Review: Palestine Comedy Club
Review by Nick Revell (comedian and writer)
In a story of six Palestinian comedians doing a tour of Palestine you might expect polemics and agitprop. You’d be entirely mistaken. Whether or not that disappoints you, the film is all the stronger for its ostensibly lighter touch.
Of course, the extraordinary and horrific circumstances of the The Occupation are always present. They have to be. But never centre stage. This is essentially the story of a group of human beings in conditions of great adversity determined to exercise their right to be ordinary human beings. And nothing is going to stop them. They achieve this simply by telling their individual and collective stories. In the telling of those stories, the appalling adversity is acknowledged, but defied and diminished by being consigned almost entirely to the margins, to scenery and background.
It’s the tellers of the stories who are the actors here, who are the stars here.
In the delightful opening sequence we meet comedian Alaa Shehada and his disarmingly charming (and effortlessly funny) mother in a heartwarming and loving conversation about the everyday, which culminates perfectly in an anecdote about watermelons. The tone and approach is shrewd and subtle and continues throughout. Three-dimensional human beings just trying to get on with their lives and their work. Three-dimensional human beings offering acts of resistance by defying their oppressor’s attempts to reduce them to a single dehumanised dimension; and, dare I say, also disabusing many sympathetic outsiders of the inclination to reduce them to one-dimensional victimhood. Oh, and making us laugh and gripping us all the while.
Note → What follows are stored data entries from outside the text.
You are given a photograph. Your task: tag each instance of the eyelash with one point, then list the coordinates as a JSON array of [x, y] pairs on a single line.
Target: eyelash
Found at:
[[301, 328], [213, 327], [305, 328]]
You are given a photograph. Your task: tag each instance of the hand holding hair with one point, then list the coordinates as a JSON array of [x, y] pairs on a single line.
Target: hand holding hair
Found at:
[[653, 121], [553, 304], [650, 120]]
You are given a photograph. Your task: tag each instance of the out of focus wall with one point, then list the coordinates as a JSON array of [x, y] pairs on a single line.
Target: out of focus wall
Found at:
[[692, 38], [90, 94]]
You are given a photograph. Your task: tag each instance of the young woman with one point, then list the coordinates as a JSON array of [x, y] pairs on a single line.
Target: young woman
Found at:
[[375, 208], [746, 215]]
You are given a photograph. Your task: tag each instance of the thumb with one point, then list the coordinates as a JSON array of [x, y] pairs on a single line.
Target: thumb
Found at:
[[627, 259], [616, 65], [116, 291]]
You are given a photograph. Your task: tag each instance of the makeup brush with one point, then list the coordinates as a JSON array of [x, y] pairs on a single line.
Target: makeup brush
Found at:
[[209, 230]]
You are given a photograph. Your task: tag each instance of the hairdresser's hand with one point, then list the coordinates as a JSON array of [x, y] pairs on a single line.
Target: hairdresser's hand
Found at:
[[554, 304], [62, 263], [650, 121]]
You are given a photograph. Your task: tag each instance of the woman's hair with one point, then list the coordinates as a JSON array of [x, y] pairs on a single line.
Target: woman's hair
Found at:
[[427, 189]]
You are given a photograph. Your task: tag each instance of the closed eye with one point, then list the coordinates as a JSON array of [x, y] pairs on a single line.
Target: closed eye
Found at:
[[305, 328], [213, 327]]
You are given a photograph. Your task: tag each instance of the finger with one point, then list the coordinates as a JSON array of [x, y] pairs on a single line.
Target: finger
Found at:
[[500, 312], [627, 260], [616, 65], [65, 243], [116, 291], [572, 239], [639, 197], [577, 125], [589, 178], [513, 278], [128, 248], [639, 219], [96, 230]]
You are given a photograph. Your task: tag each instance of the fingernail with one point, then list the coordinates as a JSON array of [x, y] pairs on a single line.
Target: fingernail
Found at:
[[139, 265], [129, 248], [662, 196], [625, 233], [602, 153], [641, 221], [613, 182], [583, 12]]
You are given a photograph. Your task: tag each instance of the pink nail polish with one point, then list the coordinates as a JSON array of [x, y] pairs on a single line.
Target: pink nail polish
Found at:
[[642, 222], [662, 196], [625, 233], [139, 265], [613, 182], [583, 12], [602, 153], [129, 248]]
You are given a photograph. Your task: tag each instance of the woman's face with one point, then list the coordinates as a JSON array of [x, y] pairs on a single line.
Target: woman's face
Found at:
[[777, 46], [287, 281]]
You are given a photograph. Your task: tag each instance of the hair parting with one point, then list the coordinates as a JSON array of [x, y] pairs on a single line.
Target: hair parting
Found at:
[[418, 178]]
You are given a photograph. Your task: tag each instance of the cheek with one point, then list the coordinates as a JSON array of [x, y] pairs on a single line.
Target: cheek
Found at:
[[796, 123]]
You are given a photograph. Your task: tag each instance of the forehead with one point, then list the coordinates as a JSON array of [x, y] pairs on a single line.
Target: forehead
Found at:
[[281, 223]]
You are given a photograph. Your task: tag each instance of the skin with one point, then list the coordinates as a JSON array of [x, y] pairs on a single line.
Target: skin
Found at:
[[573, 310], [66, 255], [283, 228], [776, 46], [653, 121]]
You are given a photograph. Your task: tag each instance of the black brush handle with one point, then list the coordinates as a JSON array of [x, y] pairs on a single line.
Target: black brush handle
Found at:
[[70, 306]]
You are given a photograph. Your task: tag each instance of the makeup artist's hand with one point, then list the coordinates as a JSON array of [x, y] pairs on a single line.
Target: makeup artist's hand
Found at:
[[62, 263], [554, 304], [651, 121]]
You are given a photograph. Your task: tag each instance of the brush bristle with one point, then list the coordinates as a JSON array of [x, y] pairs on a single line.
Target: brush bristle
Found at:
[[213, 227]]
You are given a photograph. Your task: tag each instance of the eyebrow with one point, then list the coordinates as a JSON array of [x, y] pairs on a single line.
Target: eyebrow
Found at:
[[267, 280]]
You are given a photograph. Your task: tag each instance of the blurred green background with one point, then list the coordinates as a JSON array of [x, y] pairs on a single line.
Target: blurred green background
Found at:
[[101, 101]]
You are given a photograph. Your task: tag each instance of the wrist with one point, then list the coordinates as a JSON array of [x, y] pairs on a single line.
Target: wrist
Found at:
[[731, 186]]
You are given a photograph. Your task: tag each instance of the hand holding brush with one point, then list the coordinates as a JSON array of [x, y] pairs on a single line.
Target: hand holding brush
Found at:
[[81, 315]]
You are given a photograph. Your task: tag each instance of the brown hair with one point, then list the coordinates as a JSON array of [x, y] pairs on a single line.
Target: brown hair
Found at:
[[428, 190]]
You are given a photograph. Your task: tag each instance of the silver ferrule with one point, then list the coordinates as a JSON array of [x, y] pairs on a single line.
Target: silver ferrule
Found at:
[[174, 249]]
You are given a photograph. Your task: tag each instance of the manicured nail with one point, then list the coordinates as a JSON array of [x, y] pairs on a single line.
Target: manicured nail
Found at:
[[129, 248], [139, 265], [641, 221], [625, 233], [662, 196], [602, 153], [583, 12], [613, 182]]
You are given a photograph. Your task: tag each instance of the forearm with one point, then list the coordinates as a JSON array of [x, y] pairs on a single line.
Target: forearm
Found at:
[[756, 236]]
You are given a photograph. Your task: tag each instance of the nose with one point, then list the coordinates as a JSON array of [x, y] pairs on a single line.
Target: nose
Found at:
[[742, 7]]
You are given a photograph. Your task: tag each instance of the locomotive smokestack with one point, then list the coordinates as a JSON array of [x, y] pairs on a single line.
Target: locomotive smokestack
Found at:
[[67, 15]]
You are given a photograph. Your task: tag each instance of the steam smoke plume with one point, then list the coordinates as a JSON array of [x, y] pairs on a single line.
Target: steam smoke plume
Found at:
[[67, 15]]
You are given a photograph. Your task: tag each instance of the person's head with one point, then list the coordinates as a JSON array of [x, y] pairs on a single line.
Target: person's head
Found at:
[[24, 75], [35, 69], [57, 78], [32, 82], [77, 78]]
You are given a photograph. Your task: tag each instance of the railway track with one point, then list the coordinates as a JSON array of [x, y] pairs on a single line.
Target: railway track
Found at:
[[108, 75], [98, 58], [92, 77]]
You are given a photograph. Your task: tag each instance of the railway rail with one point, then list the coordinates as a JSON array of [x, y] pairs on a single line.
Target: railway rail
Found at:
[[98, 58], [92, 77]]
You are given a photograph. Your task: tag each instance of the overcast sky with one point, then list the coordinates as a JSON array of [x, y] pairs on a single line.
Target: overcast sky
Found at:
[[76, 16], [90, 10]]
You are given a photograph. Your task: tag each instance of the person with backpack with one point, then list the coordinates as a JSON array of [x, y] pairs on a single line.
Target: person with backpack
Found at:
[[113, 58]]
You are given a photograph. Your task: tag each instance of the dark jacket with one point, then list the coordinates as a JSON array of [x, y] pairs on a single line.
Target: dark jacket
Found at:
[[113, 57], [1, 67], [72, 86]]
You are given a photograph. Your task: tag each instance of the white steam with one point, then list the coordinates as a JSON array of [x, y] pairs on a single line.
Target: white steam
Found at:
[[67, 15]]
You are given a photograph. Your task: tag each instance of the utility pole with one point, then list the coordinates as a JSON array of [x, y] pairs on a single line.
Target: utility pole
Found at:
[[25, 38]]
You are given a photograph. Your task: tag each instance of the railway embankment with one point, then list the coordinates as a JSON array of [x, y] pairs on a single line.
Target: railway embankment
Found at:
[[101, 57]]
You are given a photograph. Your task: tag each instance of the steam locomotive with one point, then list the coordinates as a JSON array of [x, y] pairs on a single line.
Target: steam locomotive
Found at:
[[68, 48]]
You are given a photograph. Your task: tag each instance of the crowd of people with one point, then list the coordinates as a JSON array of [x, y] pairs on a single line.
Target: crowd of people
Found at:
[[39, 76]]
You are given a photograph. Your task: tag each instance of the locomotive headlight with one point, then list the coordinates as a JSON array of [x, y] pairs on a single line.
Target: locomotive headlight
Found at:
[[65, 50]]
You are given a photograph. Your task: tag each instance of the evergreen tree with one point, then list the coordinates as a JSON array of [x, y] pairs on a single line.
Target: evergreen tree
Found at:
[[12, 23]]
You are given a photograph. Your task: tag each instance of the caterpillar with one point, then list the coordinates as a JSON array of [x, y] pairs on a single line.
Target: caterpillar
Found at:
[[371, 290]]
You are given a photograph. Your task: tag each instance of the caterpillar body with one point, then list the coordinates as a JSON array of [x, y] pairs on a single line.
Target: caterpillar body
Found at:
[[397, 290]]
This wonderful film will entertain you, surprise you, and I think, enlighten you.
The hardest thing when you have a big long important story to tell is making it look simple.
The makers do that brilliantly here.
Film, live theatre, story telling and stand-up comedy are all plaited and woven into one coherent documentary. Achieving that is so hard, and they make it look so easy that you don’t see it. The structure is brilliant. I love the structure (I’m a total geek for structure).
It’s not just the story which is so compelling, it’s the telling.
If ever you just wanted convincing of the power of telling stories, watch this film.